Le cabinet Axylia publie le premier Score Carbone Finance européen, qui note la qualité du reporting carbone des banques, des assureurs et des gestionnaires d’actifs. Les assureurs français y apparaissent en retard sur leurs voisins. Leur principal angle mort : les émissions liées aux risques qu’ils assurent.
Les émissions de CO2 d’un assureur ne viennent presque pas de ses bureaux, mais des activités qu’il finance et qu’il couvre. Pour mesurer la transparence des acteurs financiers sur ce point, le cabinet Axylia a créé le Score Carbone Finance (SCF), une note sur 100 fondée sur le standard international PCAF. Pour la construire, il a passé au crible plus de 16 000 pages de rapports publiés par 82 institutions européennes cotées. Les assureurs y sont jugés sur deux volets : les émissions liées à leurs placements et celles liées aux risques qu’ils assurent.

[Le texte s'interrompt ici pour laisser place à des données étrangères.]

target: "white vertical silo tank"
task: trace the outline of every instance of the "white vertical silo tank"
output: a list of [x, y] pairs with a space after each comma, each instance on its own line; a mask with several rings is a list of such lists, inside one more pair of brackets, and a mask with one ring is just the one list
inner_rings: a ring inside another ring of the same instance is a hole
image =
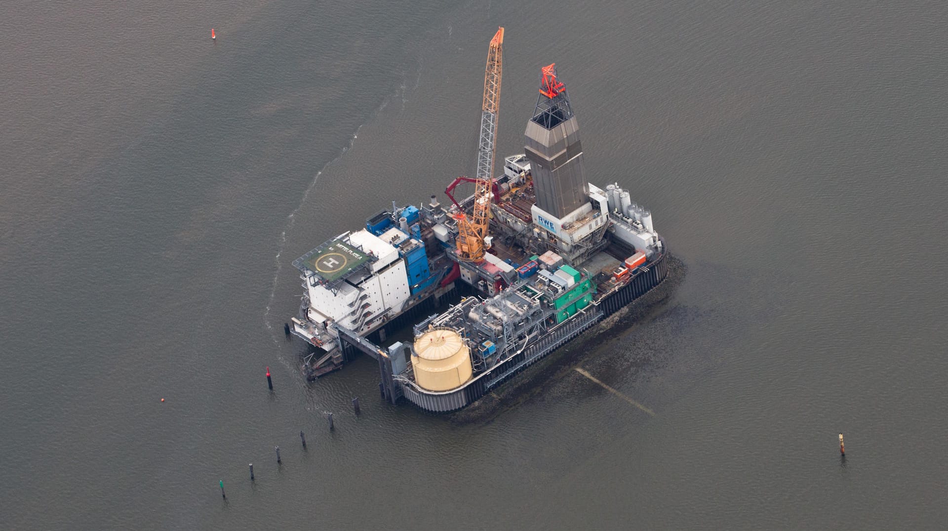
[[609, 204], [610, 212], [615, 212], [615, 209], [619, 207], [619, 204], [615, 200], [615, 185], [606, 186], [606, 200]]
[[622, 193], [619, 194], [619, 201], [622, 203], [622, 206], [620, 207], [622, 209], [622, 213], [625, 214], [629, 211], [629, 207], [632, 204], [632, 199], [629, 196], [629, 192], [622, 190]]
[[411, 367], [415, 382], [428, 391], [460, 387], [474, 372], [467, 345], [450, 328], [430, 328], [415, 338]]
[[642, 224], [646, 226], [647, 231], [652, 232], [651, 210], [646, 210], [642, 213]]

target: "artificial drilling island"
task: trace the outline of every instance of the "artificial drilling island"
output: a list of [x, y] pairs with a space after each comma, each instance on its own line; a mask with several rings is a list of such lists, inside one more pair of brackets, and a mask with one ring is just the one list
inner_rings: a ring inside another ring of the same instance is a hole
[[[541, 69], [522, 153], [495, 175], [503, 28], [490, 42], [476, 177], [427, 204], [378, 212], [297, 258], [305, 292], [289, 331], [313, 381], [359, 352], [379, 391], [432, 412], [463, 408], [659, 285], [668, 274], [651, 212], [617, 184], [589, 183], [579, 125], [556, 64]], [[452, 192], [472, 183], [460, 201]], [[440, 314], [428, 310], [457, 301]], [[411, 343], [380, 346], [413, 324]]]

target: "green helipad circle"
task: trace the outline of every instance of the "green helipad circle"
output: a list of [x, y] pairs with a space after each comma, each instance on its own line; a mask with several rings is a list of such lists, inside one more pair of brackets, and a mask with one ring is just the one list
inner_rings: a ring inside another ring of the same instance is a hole
[[[336, 258], [336, 257], [338, 257], [341, 260]], [[314, 265], [316, 266], [316, 270], [319, 273], [329, 274], [346, 267], [347, 263], [349, 263], [349, 260], [346, 258], [345, 255], [342, 255], [341, 253], [326, 253], [325, 255], [319, 257], [319, 259], [316, 260]]]

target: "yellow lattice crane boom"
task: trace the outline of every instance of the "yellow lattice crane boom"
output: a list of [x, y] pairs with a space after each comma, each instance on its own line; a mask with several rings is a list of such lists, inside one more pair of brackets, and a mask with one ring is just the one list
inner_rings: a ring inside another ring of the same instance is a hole
[[494, 176], [494, 158], [497, 150], [494, 139], [497, 137], [497, 121], [501, 110], [501, 77], [503, 70], [502, 44], [503, 28], [500, 27], [490, 40], [487, 65], [483, 72], [483, 104], [477, 156], [477, 178], [474, 182], [474, 207], [469, 218], [464, 211], [458, 215], [458, 257], [465, 261], [478, 261], [483, 258], [483, 239], [487, 236], [487, 229], [490, 226], [491, 180]]

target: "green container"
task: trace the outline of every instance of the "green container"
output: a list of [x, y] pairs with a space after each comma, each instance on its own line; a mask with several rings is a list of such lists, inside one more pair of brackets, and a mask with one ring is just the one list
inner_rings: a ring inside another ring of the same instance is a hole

Les activités assurées, grand angle mort
Le constat est clair : les assureurs rendent bien mieux compte de leurs placements que des risques qu’ils couvrent. Sur les placements, ils obtiennent en moyenne 59,8 sur 100, contre seulement 40,6 pour les activités assurées. Et 38 % d’entre eux ne publient encore aucune donnée sur les émissions liées à leur activité d’assurance. Axylia l’explique par des méthodes plus récentes et des données plus difficiles à réunir. Les écarts entre acteurs sont énormes : l’allemand Allianz obtient 100 sur 100 sur ce volet, quand le norvégien Gjensidige y récolte un zéro.
Les assureurs français en retard
La France se situe en dessous de la moyenne européenne. Sur leurs placements, les assureurs français obtiennent 51,5 sur 100, contre 55,6 pour l’ensemble du panel. L’écart se creuse sur les activités assurées : 30,8 en France, contre 48,7 en Europe. AXA s’en sort le mieux, avec une note globale de 57,7 sur 100 et 61,5 pour son activité d’assurance. À l’inverse, SCOR obtient un zéro sur ce volet, faute de données publiées selon le standard PCAF. Les grandes banques françaises accusent elles aussi du retard, BNP Paribas, Crédit Agricole et Société Générale n’ayant pas publié de données assez complètes sur un volet clé de l’évaluation.
« Cette étude n’est pas un exercice académique ni un classement destiné à distribuer les bons et les mauvais points. Elle doit aider les institutions financières à comprendre où elles en sont, à identifier les faiblesses de leur reporting et à concentrer leurs efforts sur les données les plus utiles. Notre ambition est de faire du Score Carbone Finance une véritable feuille de route concrète pour améliorer les pratiques, renforcer la transparence et mieux piloter les enjeux climatiques » soulignent Vincent Auriac et Ferdinand Raffy, d’Axylia.